Opponents of H.R. 3335 point out that Section 2 of the Fourteenth Amendment itself contemplates disenfranchisement. That is, it acknowledges that "the right to vote" may be "abridged . . . for participation in rebellion, or other crime." Surely, it is argued, this is recognition in the most relevant part of the Constitution itself that there are typically nonracial reasons for disenfranchising criminals.

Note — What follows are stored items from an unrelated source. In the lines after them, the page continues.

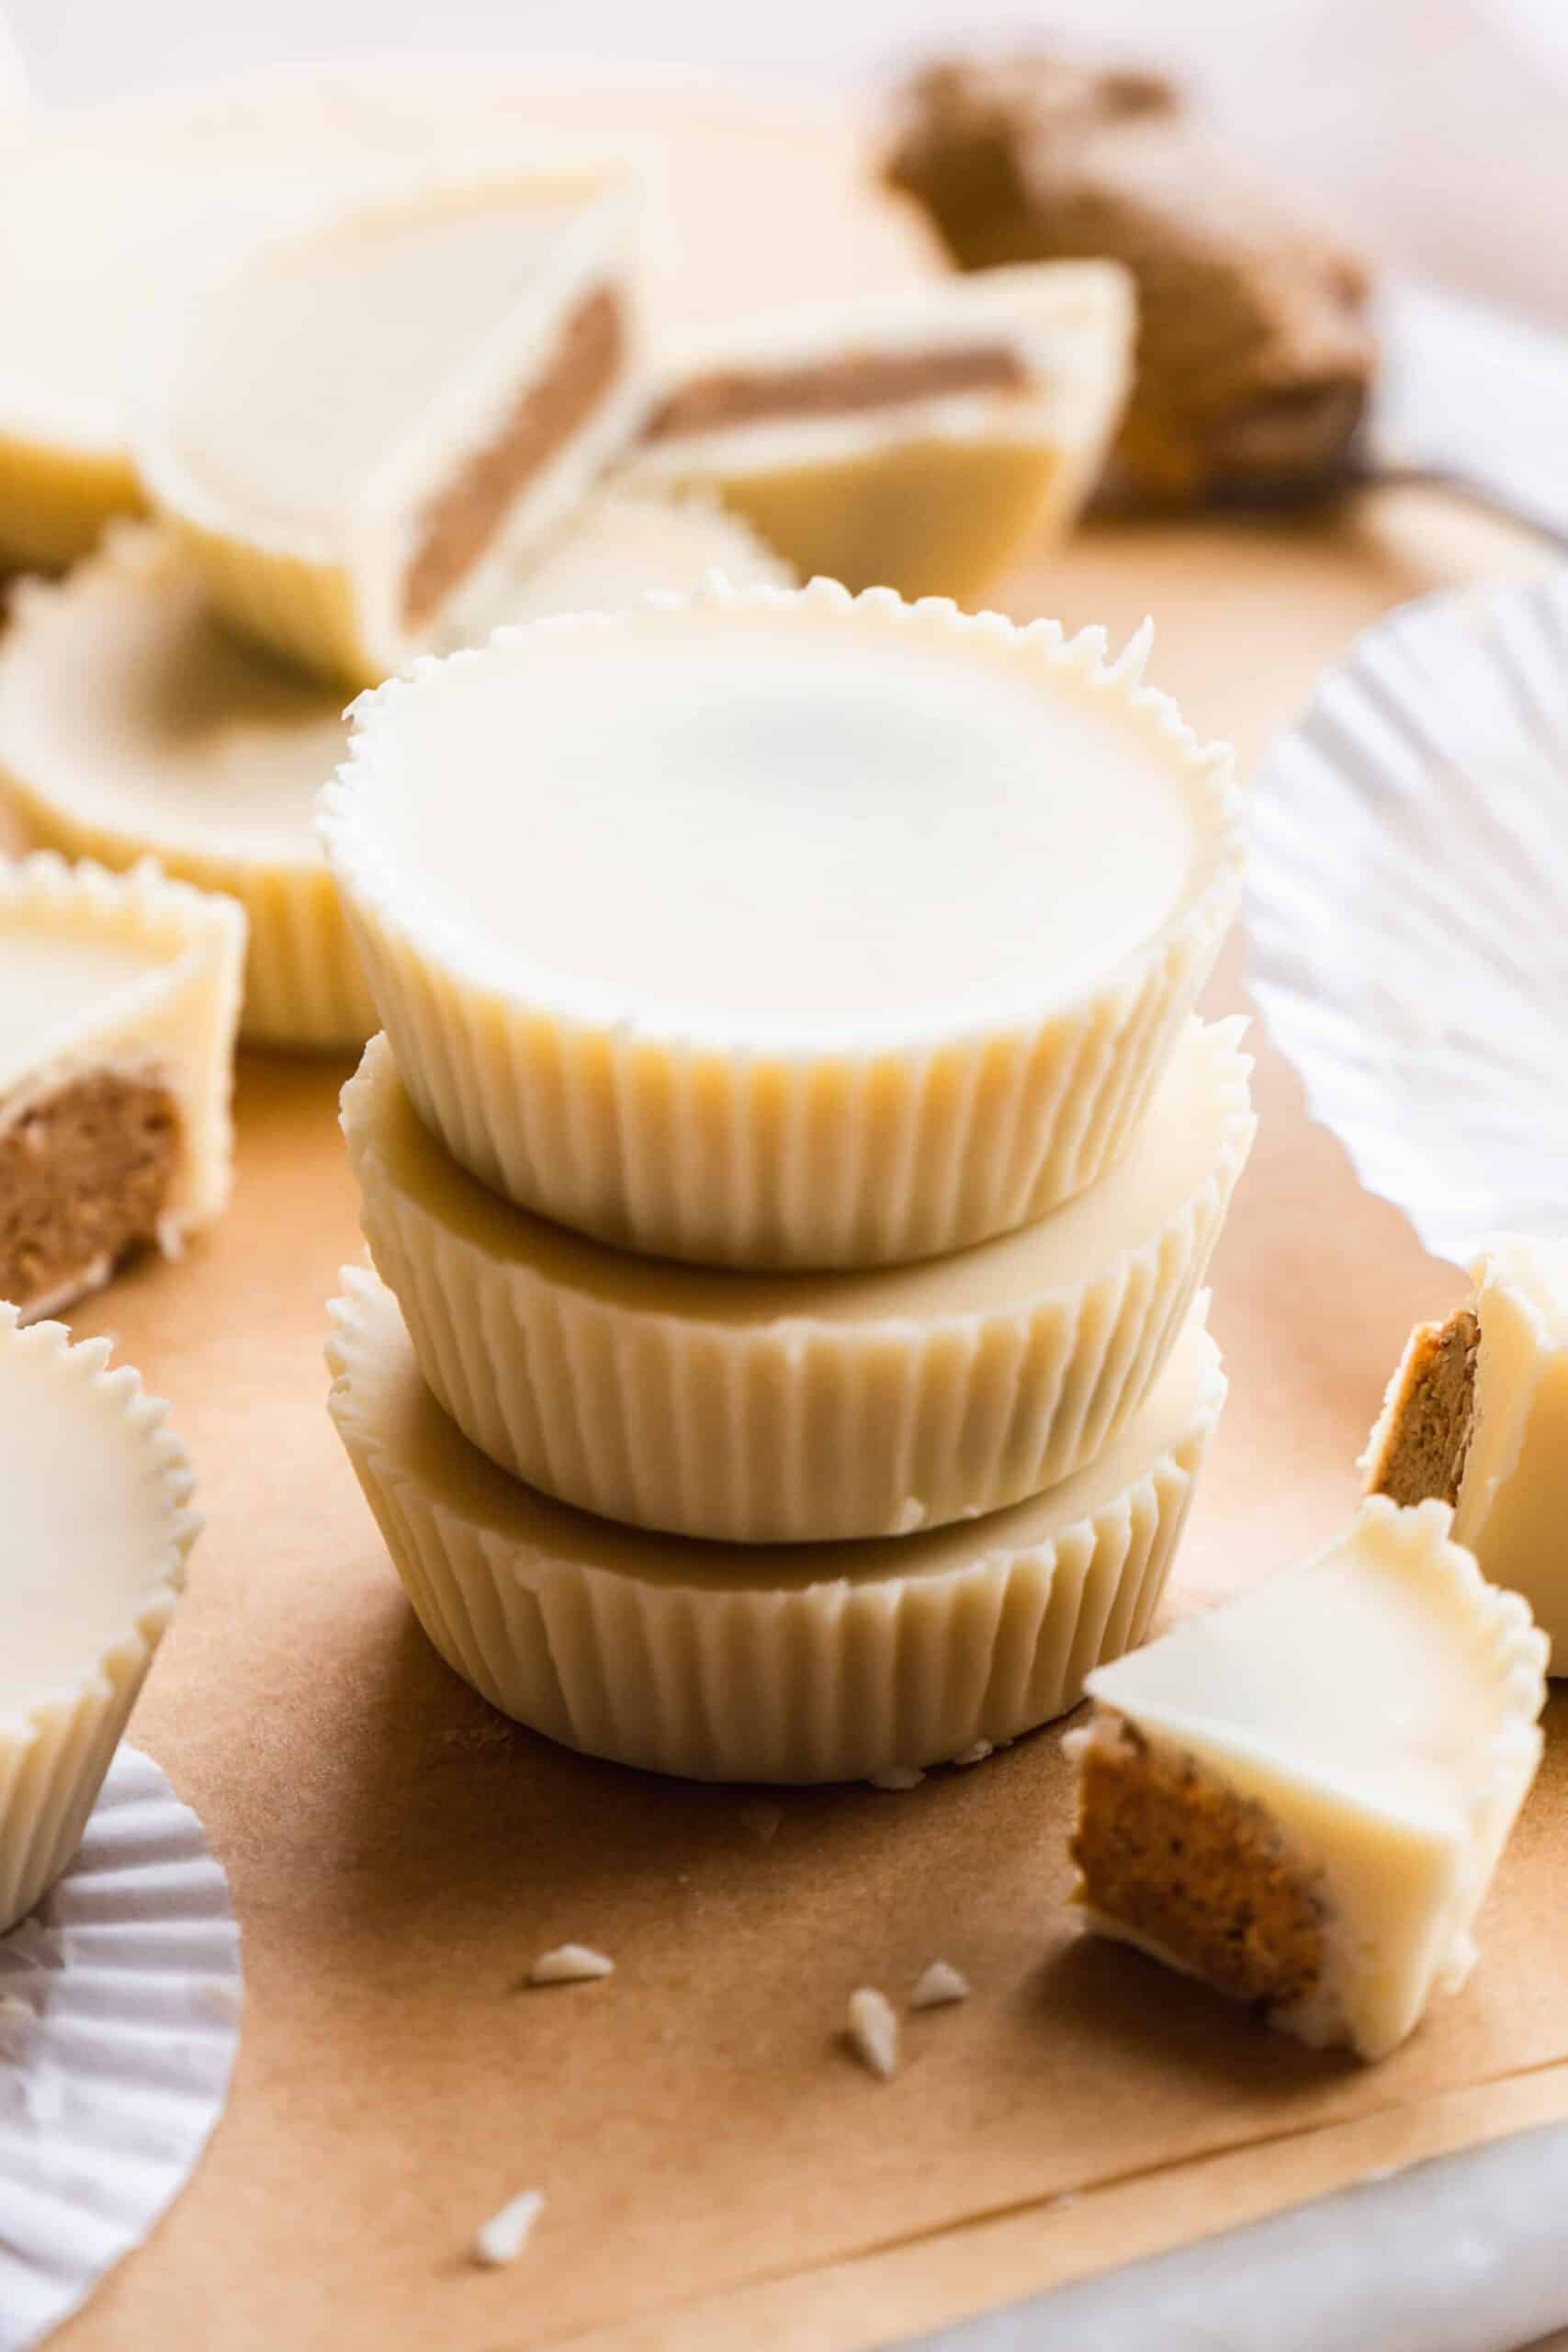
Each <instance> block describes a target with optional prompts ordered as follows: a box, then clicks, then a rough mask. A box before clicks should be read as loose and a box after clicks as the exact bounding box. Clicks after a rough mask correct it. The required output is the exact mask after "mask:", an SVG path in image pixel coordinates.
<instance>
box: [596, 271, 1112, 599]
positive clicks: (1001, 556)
mask: <svg viewBox="0 0 1568 2352" xmlns="http://www.w3.org/2000/svg"><path fill="white" fill-rule="evenodd" d="M1131 353H1133V282H1131V278H1128V275H1126V270H1121V268H1119V266H1117V263H1114V261H1065V263H1063V261H1044V263H1023V266H1018V268H997V270H978V273H976V275H971V278H957V275H954V278H926V280H922V282H919V285H917V287H912V289H907V292H898V294H893V296H884V299H882V301H872V303H865V301H858V303H856V306H853V308H849V310H842V308H827V310H823V308H816V310H785V313H773V315H769V318H757V320H726V322H724V327H722V329H717V332H708V334H703V336H701V339H689V341H686V343H684V348H679V350H672V353H668V355H663V358H661V362H658V367H656V374H658V383H656V390H654V397H651V402H649V414H646V416H644V423H642V435H639V440H637V449H635V454H632V456H630V459H628V466H625V480H630V482H635V485H651V487H665V489H670V487H684V489H686V487H693V485H705V487H710V489H717V494H719V496H722V499H724V501H726V506H731V508H733V510H736V513H738V515H745V517H748V520H750V522H752V524H755V527H757V529H759V532H762V534H764V536H766V539H769V541H771V543H773V546H776V548H778V550H780V553H783V555H788V557H790V562H792V564H795V567H797V569H799V572H804V574H813V572H823V574H827V579H837V581H844V586H846V588H875V586H884V588H898V593H900V595H905V597H917V595H950V597H954V600H957V602H959V604H971V602H976V597H978V595H983V593H985V588H990V583H992V581H997V579H999V576H1001V574H1004V572H1006V569H1009V564H1011V562H1013V560H1016V557H1018V555H1020V553H1023V550H1025V548H1044V546H1048V543H1051V541H1053V539H1058V536H1060V534H1065V532H1067V527H1070V524H1072V520H1074V517H1077V513H1079V508H1081V503H1084V499H1086V496H1088V492H1091V487H1093V482H1095V480H1098V473H1100V463H1103V459H1105V447H1107V442H1110V435H1112V430H1114V426H1117V421H1119V414H1121V405H1124V397H1126V388H1128V379H1131Z"/></svg>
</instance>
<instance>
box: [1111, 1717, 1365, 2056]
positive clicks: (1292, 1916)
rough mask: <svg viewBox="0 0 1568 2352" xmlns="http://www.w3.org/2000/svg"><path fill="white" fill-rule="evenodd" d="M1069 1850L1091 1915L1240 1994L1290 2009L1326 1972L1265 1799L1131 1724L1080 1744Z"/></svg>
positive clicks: (1217, 1982)
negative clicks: (1070, 1841)
mask: <svg viewBox="0 0 1568 2352" xmlns="http://www.w3.org/2000/svg"><path fill="white" fill-rule="evenodd" d="M1072 1858H1074V1863H1077V1865H1079V1872H1081V1882H1084V1889H1081V1891H1084V1900H1086V1905H1088V1907H1091V1910H1093V1912H1098V1915H1100V1917H1105V1919H1107V1922H1112V1924H1114V1926H1119V1929H1124V1931H1126V1933H1131V1936H1135V1938H1140V1940H1147V1943H1152V1945H1157V1947H1159V1950H1161V1952H1164V1955H1168V1957H1171V1959H1173V1962H1175V1964H1178V1966H1182V1969H1190V1971H1192V1973H1194V1976H1201V1978H1204V1980H1206V1983H1211V1985H1218V1987H1220V1990H1222V1992H1229V1994H1232V1997H1234V1999H1241V2002H1262V2004H1265V2006H1269V2009H1291V2006H1293V2004H1295V2002H1302V1999H1305V1997H1307V1994H1309V1992H1312V1990H1314V1987H1316V1983H1319V1978H1321V1973H1324V1922H1321V1912H1319V1905H1316V1900H1314V1893H1312V1889H1309V1886H1307V1884H1305V1879H1302V1877H1300V1872H1298V1870H1293V1867H1291V1863H1288V1860H1286V1856H1284V1851H1281V1842H1279V1835H1276V1832H1274V1828H1272V1825H1269V1818H1267V1813H1265V1811H1262V1806H1258V1804H1248V1802H1246V1799H1241V1797H1237V1795H1232V1792H1229V1790H1227V1788H1222V1785H1220V1783H1218V1780H1213V1778H1208V1776H1206V1773H1204V1771H1201V1769H1199V1766H1197V1764H1194V1762H1192V1757H1182V1755H1175V1752H1168V1750H1161V1748H1154V1745H1150V1740H1145V1738H1143V1736H1140V1733H1138V1731H1135V1729H1133V1724H1126V1722H1121V1724H1117V1726H1114V1733H1107V1726H1105V1724H1100V1726H1095V1736H1093V1738H1091V1740H1088V1745H1086V1748H1084V1757H1081V1780H1079V1820H1077V1830H1074V1835H1072Z"/></svg>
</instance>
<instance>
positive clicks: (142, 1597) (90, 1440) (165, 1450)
mask: <svg viewBox="0 0 1568 2352" xmlns="http://www.w3.org/2000/svg"><path fill="white" fill-rule="evenodd" d="M106 1367H108V1341H106V1338H92V1341H82V1343H80V1345H75V1348H73V1345H71V1334H68V1331H66V1329H63V1327H61V1324H52V1322H40V1324H33V1327H28V1329H24V1327H21V1322H19V1315H16V1308H12V1305H0V1463H2V1475H0V1486H2V1489H5V1625H7V1632H5V1644H2V1646H0V1933H2V1931H5V1929H9V1926H14V1924H16V1919H21V1917H24V1915H26V1912H28V1910H33V1905H35V1903H38V1900H40V1896H45V1893H47V1891H49V1886H52V1884H54V1882H56V1879H59V1875H61V1872H63V1870H66V1863H68V1860H71V1856H73V1853H75V1849H78V1844H80V1839H82V1830H85V1825H87V1816H89V1813H92V1806H94V1799H96V1795H99V1788H101V1783H103V1773H106V1771H108V1764H110V1757H113V1752H115V1748H118V1743H120V1733H122V1731H125V1722H127V1717H129V1712H132V1705H134V1700H136V1693H139V1689H141V1682H143V1677H146V1670H148V1665H150V1663H153V1651H155V1649H158V1642H160V1639H162V1632H165V1625H167V1623H169V1616H172V1611H174V1602H176V1597H179V1590H181V1585H183V1581H186V1557H188V1552H190V1545H193V1543H195V1536H197V1529H200V1519H197V1517H195V1515H193V1512H190V1510H188V1508H186V1505H188V1498H190V1463H188V1456H186V1449H183V1446H181V1442H179V1439H176V1437H174V1432H172V1430H169V1428H167V1425H165V1406H162V1404H158V1402H155V1399H150V1397H148V1395H146V1392H143V1388H141V1381H139V1376H136V1374H134V1371H132V1369H129V1367H118V1369H115V1371H108V1369H106Z"/></svg>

Opponents of H.R. 3335 also cite many historical studies—including some by the proponents of the bill—that they say make clear the nonracist origins of state laws disenfranchising felons. For example, the Sentencing Project and the Human Rights Watch—vigorous supporters of felon re-enfranchisement--acknowledge, "Disenfranchisement in the U.S. is a heritage from ancient Greek and Roman traditions carried into Europe." In Europe, the civil disabilities attached to conviction for a felony were severe, and "English colonists brought these concepts with them to North America." Opponents also point to the following (Source: The Sentencing Project):
(1) Only two New England States--Maine and Vermont--allow all felons to vote.
(2) Thirty States prohibit felons who are on probation from voting.
(3) Thirty-five States prohibit felons who are on parole from voting.
(4) Of the States that prohibit all felons from voting--whether in prison, on probation, on parole, or having fully served their sentences--fewer than half the States were in the Confederacy, and only one state in the old Confederacy, Virginia, disenfranchises all felons.
(5) Conversely, a majority of the States in the old Confederacy do allow felons to vote, so long as they are no longer in prison, on parole, or on probation.
Proponents of H.R. 3335 counter with historical evidence of their own. They note that, between 1890 and 1910, five Southern States (Alabama, Louisiana, Mississippi, South Carolina, and Virginia) tailored their criminal disenfranchisement laws to increase their effect on black citizens. [See Andrew L. Shapiro, Note, “Challenging Criminal Disenfranchisement Laws under the Voting Rights Act: A New Strategy,” 1032 Yale L.J. 537 (1993).] Even if these States have all changed their laws to one degree or another, the proponents of H.R. 3335 point to this as evidence of the role of race in passing these laws. They also suggest that in other states the laws might be enforced in a discriminatory way, even if that was not their original intent.
The Supreme Court's decision in City of Boerne v. Flores, discussing the scope of Congress's enforcement powers for the Reconstruction amendments, declared, "There must be a congruence and proportionality between the injury to be prevented or remedied and the means adopted to that end." The Court concluded that Congress could not bar State actions with a discriminatory effect on the free exercise of religion when the underlying constitutional right was to be free from State actions with discriminatory intent. The proponents and opponents of H.R. 3335 disagree about whether there is "congruence and proportionality" between guaranteeing people the right to vote irrespective of race and a requirement that felons be allowed to vote.
II. Is H.R. 3335 Good Policy?
Opponents of H.R. 3335 argue that those who are not willing to follow the law cannot claim a right to make the law for everyone else. They point out that not everyone in the United States may vote (not children, for example, or noncitizens, or the mentally incompetent, in addition to criminals) and assert that we have certain minimum, objective standards of responsibility, trustworthiness, and loyalty for those who would participate in self-government—and that those who have committed serious crimes against their fellow citizens may be presumed to lack this responsibility, trustworthiness, and loyalty.
The bill’s supporters counter that there is a historical trend toward broad suffrage and that there should be a strong presumption against disenfranchising any group of people, that those no longer in jail have paid their debt to society, that these laws have a disparate impact on the basis of race, and that they impede the reintegration of felons back into society.
*Roger Clegg is President and General Counsel at the Center for Equal Opportunity.